Cr changes from +6 for each atom on the left to +3 for each atom on the right. Fe changes from +2 for each atom on the left to +3 for each atom on the right.
To balance the given chemical equation PbCrO4 + HCl + FeSO4 → PbCl2 + Cr2(SO4)3 + H2O + Fe2(SO4)3, we need to ensure that the number of atoms of each element is equal on both sides of the equation. Here's a step-by-step breakdown of how to balance the equation:
1. Start by balancing the atoms other than oxygen and hydrogen. In this case, we have lead (Pb), chromium (Cr), chlorine (Cl), sulfur (S), and iron (Fe).
PbCrO4 + HCl + FeSO4 → PbCl2 + Cr2(SO4)3 + H2O + Fe2(SO4)3
2. Balance the elements that appear in only one compound on each side of the equation first. In this case, we have lead (Pb) and chromium (Cr).
PbCrO4 + HCl + FeSO4 → PbCl2 + Cr2(SO4)3 + H2O + Fe2(SO4)3
3. To balance the number of Pb atoms, place a coefficient of 2 in front of PbCl2.
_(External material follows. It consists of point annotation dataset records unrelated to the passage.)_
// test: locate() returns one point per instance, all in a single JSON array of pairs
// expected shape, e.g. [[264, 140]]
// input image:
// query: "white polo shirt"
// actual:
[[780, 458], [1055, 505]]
PbCrO4 + HCl + FeSO4 → 2PbCl2 + Cr2(SO4)3 + H2O + Fe2(SO4)3
4. Next, balance the number of Cr atoms. Place a coefficient of 3 in front of Cr2(SO4)3.
PbCrO4 + HCl + FeSO4 → 2PbCl2 + 3Cr2(SO4)3 + H2O + Fe2(SO4)3
5. Now, balance the number of Cl atoms. Place a coefficient of 6 in front of HCl.
PbCrO4 + 6HCl + FeSO4 → 2PbCl2 + 3Cr2(SO4)3 + H2O + Fe2(SO4)3
6. Next, balance the number of S atoms. Place a coefficient of 5 in front of FeSO4.
PbCrO4 + 6HCl + 5FeSO4 → 2PbCl2 + 3Cr2(SO4)3 + H2O + Fe2(SO4)3
7. Finally, balance the number of H and O atoms. At this point, all the elements should be balanced except for hydrogen and oxygen. To balance them, place a coefficient of 22 in front of H2O.
PbCrO4 + 6HCl + 5FeSO4 → 2PbCl2 + 3Cr2(SO4)3 + 22H2O + Fe2(SO4)3
Now, the equation is balanced with the same number of atoms on both sides. Double-check your balanced equation to make sure all elements are balanced correctly.